Впоследствии с редкой для естествоиспытателя проницательностью и откровенностью Эйнштейн называл причиной творчества — творчества художника и творчества учёного — стремление «уйти от будничной жизни с ее мучительной жестокостью и безутешной пустотой, уйти от уз вечно меняющихся собственных прихотей», а также «создать в себе простую и ясную картину мира; и это не только для того, чтобы преодолеть мир, в котором он живёт, но и для того, чтобы в известной мере попытаться заменить этот мир созданной им картиной». Иными словами — уйти в грёзы. Поэтому те тысячи и тысячи людей, чьи авторитеты, верования и убеждения он впоследствии не раз оскорблял не только «недоверием», но и прямым презрением, могли не без оснований упрекнуть его, что он считает достойными уважения лишь собственные иллюзии…
Из вышеприведённого признания Эйнштейна явствует, что картина мира, которой учёный пытается заменить реальность, должна быть не только простой, ясной и прогностически точной (писаные требования к научной теории), но и — неписаное требование — психологически приемлемой или даже эстетически обаятельной. А приемлемыми, «допустимыми» учёные бессознательно считают, вероятно, лишь те модели и аналогии, которые они усвоили в возрасте некритичности, — подобно тем гадким профессорам, которые серьёзно воспринимают лишь то, что усвоили до двадцатилетнего возраста. (В этом, возможно, одно из принципиальных различий между научными и художественными грёзами, которым почти никакой закон не писан.) У бунтаря и нигилиста Эйнштейна в конце концов тоже обнаружилось ядро предвзятостей, от которых он не пожелал отступить под напором даже самых, казалось бы, неотразимых аргументов и фактов, — он так и не согласился принять вероятностную трактовку квантовой механики, одним из создателей которой он был: бог не играет в кости!
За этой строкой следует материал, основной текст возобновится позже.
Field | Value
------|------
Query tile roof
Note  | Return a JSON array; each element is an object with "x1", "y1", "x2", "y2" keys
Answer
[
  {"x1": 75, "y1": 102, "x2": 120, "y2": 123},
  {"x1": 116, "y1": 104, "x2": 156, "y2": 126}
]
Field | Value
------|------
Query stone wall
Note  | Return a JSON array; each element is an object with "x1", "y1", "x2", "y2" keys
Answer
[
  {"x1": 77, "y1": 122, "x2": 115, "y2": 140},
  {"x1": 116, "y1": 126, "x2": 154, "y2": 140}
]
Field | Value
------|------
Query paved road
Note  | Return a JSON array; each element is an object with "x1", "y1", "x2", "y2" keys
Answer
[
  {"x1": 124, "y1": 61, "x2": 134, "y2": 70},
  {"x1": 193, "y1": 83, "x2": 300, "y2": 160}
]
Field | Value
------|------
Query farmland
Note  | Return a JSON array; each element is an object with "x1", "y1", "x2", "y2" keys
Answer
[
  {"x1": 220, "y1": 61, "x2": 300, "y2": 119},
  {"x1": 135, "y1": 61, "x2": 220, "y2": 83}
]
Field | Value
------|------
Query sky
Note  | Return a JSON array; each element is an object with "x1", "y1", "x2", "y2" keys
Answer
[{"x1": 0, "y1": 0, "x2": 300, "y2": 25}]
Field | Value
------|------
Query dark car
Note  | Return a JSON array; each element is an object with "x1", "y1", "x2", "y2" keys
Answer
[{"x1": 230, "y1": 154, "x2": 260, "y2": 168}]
Почему? Может быть, как раз играет, тем более что ни в какого личного бога Эйнштейн не верил, а все прочие представления о боге не более чем словесные конструкции. В ответ он мог бы привести разве что полюбившиеся ему слова своего предшественника Лоренца, которого во время Первой мировой войны пытались убедить, что только жестокость и насилие вершат судьбы в этом мире: «Может быть, вы и правы, но в таком мире я не хотел бы жить». А по отношению к миру научных фантазий возможность выбирать у Эйнштейна была…
Хотя и от социального «сущего» он изо всех сил старался отгородиться грёзами «должного». Но до этого надо было ещё дослужиться. А в Милане, сидя на шее разоряющегося, смертельно больного отца, он ещё не мог себе такого позволить.
Эйнштейн попытался без аттестата зрелости поступить в цюрихский Политехникум, но провалился по гуманитарным предметам. Пришлось заканчивать школу в Аарау, где его постоянно занимал мысленный эксперимент: если бы мы мчались за световым лучом с его же скоростью, как выглядело бы «стоячее» волновое поле?
В цюрихском Политехникуме Эйнштейн тоже не снискал особых лавров: он раздражал преподавателей саркастическим апломбом, не имевшим никаких наблюдаемых оснований (хотя он со «священным рвением» зачитывался всеми классиками новейшей физики, но более всего — историей механики Маха, которую до конца своих дней называл «революционным трудом»). Это не была каноническая ситуация «гений и толпа» или «еврей среди антисемитов»: об Эйнштейне весьма пренебрежительно отзывались такие математические тузы, как Гурвиц и Минковский, оба евреи. К тому же другие его однокурсники-евреи сразу получили хорошее «распределение», — еврейский вопрос в ту пору Эйнштейна не затрагивал.
Лакированная биография-легенда умалчивает, что молодого Эйнштейна даже посещали мысли о самоубийстве, когда он в течение многих месяцев болтался практически без средств к существованию, хватаясь за любую работу-однодневку, но не удерживаясь от конфликтов и там. И это несмотря на подступавшую женитьбу (вопреки бешеному протесту матери!) на уже беременной от него сербской девушке-хромоножке Милеве Марич, сумевшей преодолеть предрассудки окружающей среды и отправиться учиться физике, но не сумевшей с двух попыток преодолеть выпускные экзамены. Так что юный нигилист с огромной радостью ухватился за должность в патентном ведомстве Швейцарии, расположенном в городе Берне: теперь он мог содержать семью. Внебрачная же их дочурка таинственным образом растворилась без следа – возможно, отданная куда-то на воспитание; может быть, именно поэтому молодая мама пребывала в постоянной мрачности, но на настроении папы этот инцидент, по крайней мере внешне, никак не отразился.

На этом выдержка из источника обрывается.